François Baron was known to Benjamin Scott for his involvement with the Working Men’s Educational Union in London and had moved to Weybridge with his family to help Scott with the evening services. At the first Church Meeting after the church had been dedicated, the members asked François Baron to become their Minister. He was ordained in May 1866 and remained the minster of the new church for 25 years, until 1890.
Church membership grew as the years progressed and a gallery was added in 1886. The arrangement of the church was in the tradition of Congregational churches with the pulpit in the centre, in front of the organ pipes and raised above the dais. This was to emphasise the importance of preaching. The choir pews at this time were also on the dais in two rows facing each other.

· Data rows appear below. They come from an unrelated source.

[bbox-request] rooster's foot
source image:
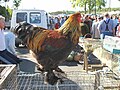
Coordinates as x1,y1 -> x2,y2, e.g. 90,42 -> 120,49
57,78 -> 64,84
37,66 -> 44,73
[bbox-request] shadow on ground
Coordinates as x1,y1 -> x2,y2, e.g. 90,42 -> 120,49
16,47 -> 29,54
60,60 -> 80,66
16,47 -> 81,67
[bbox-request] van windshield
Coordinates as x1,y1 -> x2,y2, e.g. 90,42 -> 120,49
16,12 -> 27,23
30,12 -> 41,24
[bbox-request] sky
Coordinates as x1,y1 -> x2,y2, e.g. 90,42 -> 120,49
4,0 -> 120,12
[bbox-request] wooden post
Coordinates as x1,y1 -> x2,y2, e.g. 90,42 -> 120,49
83,52 -> 88,72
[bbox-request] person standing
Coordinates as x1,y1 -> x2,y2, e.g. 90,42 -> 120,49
113,15 -> 119,35
116,23 -> 120,37
97,13 -> 116,39
80,23 -> 89,37
91,16 -> 103,39
54,17 -> 60,29
83,15 -> 92,33
49,16 -> 55,30
60,17 -> 65,26
0,15 -> 21,64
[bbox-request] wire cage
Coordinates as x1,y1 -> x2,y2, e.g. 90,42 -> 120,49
17,71 -> 120,90
95,70 -> 120,90
0,65 -> 120,90
0,64 -> 17,90
17,71 -> 96,90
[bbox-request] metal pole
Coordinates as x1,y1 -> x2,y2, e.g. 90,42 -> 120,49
94,71 -> 101,90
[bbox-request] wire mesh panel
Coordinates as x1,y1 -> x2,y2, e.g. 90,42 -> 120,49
17,70 -> 120,90
65,71 -> 96,90
17,71 -> 96,90
99,71 -> 120,90
0,65 -> 17,90
0,65 -> 120,90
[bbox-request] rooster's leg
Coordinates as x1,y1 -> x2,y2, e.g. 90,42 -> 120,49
55,67 -> 65,73
36,64 -> 44,73
37,66 -> 44,72
44,69 -> 60,85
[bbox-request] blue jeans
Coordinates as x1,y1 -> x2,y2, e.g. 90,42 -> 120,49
0,49 -> 21,64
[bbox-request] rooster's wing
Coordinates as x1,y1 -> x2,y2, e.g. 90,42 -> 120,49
41,30 -> 69,53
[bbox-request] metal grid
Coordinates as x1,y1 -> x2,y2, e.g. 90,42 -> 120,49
17,71 -> 95,90
99,71 -> 120,90
0,65 -> 120,90
0,65 -> 17,90
17,71 -> 120,90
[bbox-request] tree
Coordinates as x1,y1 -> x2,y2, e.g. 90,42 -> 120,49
0,0 -> 10,21
13,0 -> 21,9
0,5 -> 11,21
2,0 -> 10,20
70,0 -> 87,13
70,0 -> 106,14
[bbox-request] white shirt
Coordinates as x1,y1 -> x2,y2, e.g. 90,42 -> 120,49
0,29 -> 6,51
4,29 -> 16,55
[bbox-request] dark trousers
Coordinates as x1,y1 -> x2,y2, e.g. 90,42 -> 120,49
0,49 -> 21,64
101,32 -> 113,39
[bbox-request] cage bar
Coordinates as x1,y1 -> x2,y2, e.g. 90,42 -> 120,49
0,65 -> 120,90
0,65 -> 17,90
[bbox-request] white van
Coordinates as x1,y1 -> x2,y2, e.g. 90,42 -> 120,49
11,9 -> 49,29
11,9 -> 49,47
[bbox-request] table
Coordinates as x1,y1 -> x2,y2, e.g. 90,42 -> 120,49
79,38 -> 120,75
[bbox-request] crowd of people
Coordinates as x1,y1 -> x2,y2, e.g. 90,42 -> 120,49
48,12 -> 120,39
48,15 -> 68,29
91,13 -> 120,38
80,12 -> 120,38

The church’s centenary in 1965 was celebrated with an alteration at the front of the church, making it as it is today. The pulpit was rebuilt on the right, a lectern placed on the left, with the communion table remaining in the centre of the dais.
The organ console and the choir pews were moved to the left, the pews on the same level as the rest of the church. A wooden cross was mounted on the organ pipes, emphasising the importance and significance of this Christian symbol.
More recently, in 1972, the Presbyterian Church of England and the Congregational Union of England & Wales joined to form the United Reformed Church. The Churches of Christ joined the United Church in 1981, and the Congregational Church in Scotland was added in 2000.